A triangle test is a test beloved by sensory scientists for its simplicity and general use in detecting presence of product differences. The principle is simple. Test subjects get served three samples. One of these contains A, two of these contain B. The test subject has the task to indicate which is the odd sample. If enough odd samples are selected then the samples are declared different. The reverse may also happen. If few enough odd samples are selected the products are declared 'same'. This is a commercially relevant question as A may contain ingredients which are cheaper or from a competing supplier.

Statistical Testing 

As follows from the setup, the chance to select the odd sample is 1/3 under H0; products are the same. This allows calculation of the critical values. For 10 to 50 triangles these are plotted below.
The alpha is not quite 5%. It is guaranteed to be at least most 5%. The figure below shows that most of the time the tests are conservative. The jumps are because of the discrete nature of triangle tests. For 10 tests the critical value is the same as for 11 tests, resulting in a difference in alpha.
The same effect is seen in the error of the second kind. The figure below shows power for the alternative test of 60% correct. The figure also shows that in the neighborhood of 30 triangles must be done to have faith in the ability to detect a sample which gives 60% correct.
This leads to the question: what could be detected with 90% power? This is plotted below. Extreme cases, say 70% or 80% correct can be detected quite easy. Problem is, these are not relevant. In general creation or application staff would reject these before going to the sensory lab. Hence 30 to 40 tests is in general found the minimum to test when searching to declare samples close enough.


R script

triangle <- data.frame(n=10:50)
triangle$crit.val95 <- qbinom(.95,triangle$n,prob=1/3)
triangle$ph0 <- pbinom(triangle$crit.val,triangle$n,1/3)
triangle$pow.6 <- pbinom(triangle$crit.val95,triangle$n,.6,lower.tail=FALSE)
triangle$get.pow.90 <- sapply(1:nrow(triangle), function(row) {
      uniroot(function(x) 
          pbinom(triangle$crit.val95[row],
                 triangle$n[row],x,lower.tail=FALSE)
            -.90,
          interval=c(1/3,1))$root
    }
)

plot(crit.val95~n,data=triangle,xlab='Number of triangles',type='b',
    ylab='Critical value',main='Triangle test at 95%')
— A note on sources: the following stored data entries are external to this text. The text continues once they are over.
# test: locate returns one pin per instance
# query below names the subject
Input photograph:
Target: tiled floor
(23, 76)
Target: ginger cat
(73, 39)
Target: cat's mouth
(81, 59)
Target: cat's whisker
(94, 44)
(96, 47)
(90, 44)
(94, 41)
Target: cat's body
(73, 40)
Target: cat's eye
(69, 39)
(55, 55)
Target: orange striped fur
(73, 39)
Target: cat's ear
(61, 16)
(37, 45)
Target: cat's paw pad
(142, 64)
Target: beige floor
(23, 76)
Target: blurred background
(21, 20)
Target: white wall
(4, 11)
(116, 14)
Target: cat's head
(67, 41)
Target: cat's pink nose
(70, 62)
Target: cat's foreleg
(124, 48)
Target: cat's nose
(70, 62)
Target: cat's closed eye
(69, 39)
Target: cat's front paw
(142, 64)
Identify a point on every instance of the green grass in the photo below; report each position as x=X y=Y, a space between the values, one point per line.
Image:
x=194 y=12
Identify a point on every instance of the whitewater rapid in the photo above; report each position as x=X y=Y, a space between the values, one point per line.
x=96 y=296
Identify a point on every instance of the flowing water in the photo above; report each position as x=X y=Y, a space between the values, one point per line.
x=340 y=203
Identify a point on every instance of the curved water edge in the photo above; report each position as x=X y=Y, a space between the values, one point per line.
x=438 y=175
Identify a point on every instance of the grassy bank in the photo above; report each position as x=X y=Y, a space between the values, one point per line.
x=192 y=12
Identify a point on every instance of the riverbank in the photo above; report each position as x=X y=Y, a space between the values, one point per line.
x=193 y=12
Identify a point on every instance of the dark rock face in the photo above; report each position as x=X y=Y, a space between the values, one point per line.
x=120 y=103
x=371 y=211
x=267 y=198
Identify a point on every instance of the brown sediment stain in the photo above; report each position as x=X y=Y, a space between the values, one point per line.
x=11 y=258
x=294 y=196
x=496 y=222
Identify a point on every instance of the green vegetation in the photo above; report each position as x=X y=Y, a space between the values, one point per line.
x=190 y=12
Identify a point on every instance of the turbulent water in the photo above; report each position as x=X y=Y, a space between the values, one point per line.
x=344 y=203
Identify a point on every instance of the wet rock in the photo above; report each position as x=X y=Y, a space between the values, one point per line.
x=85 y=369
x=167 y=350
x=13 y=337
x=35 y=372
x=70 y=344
plot(ph0~n,data=triangle,xlab='Number of triangles',type='b',
    ylab='1-alpha',main='Triangle test at 95%')

plot(pow.6~n,data=triangle,xlab='Number of triangles',type='b',
    ylab='Power for H1 (60% correct)',main='Triangle test at 95%')

plot(get.pow.90~n,data=triangle,xlab='Number of triangles',type='b',
    ylab='Proportion correct for 90% power',main='Triangle test at 95%')





2 comments:

  1. > It is guaranteed to be at least 5%.

    Do you mean 'no more than 5%' there?